The Glow Project is a video of interviews with 15 highly successful business women discussing their road to success. Created by Sandra Yancey, Founder and CEO of eWomen Network, the movie talks to corner-office-with-a-view execs (like Cathie Black, President of Hearst Magazines and WBNA President Donna Orender) and entrepreneurs (like Tory Johnson, founder of Women for Hire), offering stories, observations and snippets of advice for women looking to excel in a more authentic way. It's a movie with the potential to become a movement, and the message is obviously heartfelt, even if the steps to tapping into your glow are left up to you.
"Glow" seems like such an esoteric, unattainable term, and perhaps that's something Yancey tries to dispel when she introduces Donna Orender in the first two minutes.
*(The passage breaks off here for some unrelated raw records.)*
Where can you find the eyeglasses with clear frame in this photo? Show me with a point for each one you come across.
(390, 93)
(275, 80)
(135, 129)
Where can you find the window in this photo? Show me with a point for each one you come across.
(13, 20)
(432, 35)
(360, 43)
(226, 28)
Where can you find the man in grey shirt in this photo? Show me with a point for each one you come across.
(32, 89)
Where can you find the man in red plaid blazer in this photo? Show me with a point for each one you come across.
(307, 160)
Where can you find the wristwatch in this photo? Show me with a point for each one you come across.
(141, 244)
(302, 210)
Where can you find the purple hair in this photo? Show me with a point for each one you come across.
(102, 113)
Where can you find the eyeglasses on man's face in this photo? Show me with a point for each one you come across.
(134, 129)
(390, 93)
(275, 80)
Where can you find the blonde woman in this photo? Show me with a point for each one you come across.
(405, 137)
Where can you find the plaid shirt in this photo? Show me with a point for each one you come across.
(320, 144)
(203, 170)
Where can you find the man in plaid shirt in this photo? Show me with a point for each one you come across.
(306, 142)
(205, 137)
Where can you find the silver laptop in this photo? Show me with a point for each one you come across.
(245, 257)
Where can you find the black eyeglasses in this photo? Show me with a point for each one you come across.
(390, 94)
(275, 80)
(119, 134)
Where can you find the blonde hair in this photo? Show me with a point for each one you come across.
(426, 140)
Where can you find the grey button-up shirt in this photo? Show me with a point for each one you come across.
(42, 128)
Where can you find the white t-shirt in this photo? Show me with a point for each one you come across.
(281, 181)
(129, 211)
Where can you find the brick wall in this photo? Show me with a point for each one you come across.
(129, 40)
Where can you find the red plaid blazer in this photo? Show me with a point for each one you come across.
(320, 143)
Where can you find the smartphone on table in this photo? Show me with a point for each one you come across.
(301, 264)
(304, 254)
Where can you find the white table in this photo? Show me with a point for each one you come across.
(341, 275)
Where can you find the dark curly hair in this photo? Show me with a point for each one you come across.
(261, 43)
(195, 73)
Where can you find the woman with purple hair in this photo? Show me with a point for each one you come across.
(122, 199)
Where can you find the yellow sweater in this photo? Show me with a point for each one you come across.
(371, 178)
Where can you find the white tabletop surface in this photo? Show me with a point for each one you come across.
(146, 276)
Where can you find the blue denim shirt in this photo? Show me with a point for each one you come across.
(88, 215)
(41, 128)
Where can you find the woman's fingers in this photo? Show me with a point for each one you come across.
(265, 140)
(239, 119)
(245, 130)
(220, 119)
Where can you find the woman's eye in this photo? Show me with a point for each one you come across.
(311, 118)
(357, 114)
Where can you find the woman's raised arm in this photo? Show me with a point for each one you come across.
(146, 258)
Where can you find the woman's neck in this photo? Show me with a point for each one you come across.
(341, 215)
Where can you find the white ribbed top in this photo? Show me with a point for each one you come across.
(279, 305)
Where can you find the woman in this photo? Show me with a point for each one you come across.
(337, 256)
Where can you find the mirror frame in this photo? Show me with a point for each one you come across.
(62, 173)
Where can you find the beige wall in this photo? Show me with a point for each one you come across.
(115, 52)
I wanted to reach through the screen and hug straight-talking Orender when, in her opening excerpt, she says:
"I don't want to create mythology, because mythology makes us all crazy. You know, the perfect images in the magazines, that fact that women can have it all, I think that undermines our ability to be confident. So I don't want to at any point say that there were days that I didn't cry when I got home or I felt like I couldn't get there--not that there was a 'there'--or I couldn't achieve what I wanted. Have that. Still have that. But ultimately have a kind of naive conviction that if you do the right thing, the right thing will happen. And I was armed with that all the time. And I guess that always kept me focused and kept me going."
The majority of women are refreshingly straight-forward, and you never get a sense that they faced problems bigger than yours. As a matter of fact, it was surprising how much their struggles weren't particularly extraordinary--more like stories we've heard from sisters, aunts, friends or perhaps experienced ourselves (with the exception of Marilyn Tam who, as the second daughter in a Chinese family, was left in the hospital for three days after her birth because her parents didn't want her), suggesting that their large-scale success has something to do with embracing their "glow."
Although the struggles each woman faced help make their success seem more poignant, what interested me more (and what felt most valuable) was hearing them talk about common issues like fear, therapy and mommy guilt--issues most of us can nod our heads to and respond with a "preach it, sister."
So, how do you tap into glow? These women offer advice, observations and suggestions, but it seems like the process may be unique to every individual. The Glow Project merely serves as inspiration to set as many of us on the path as possible.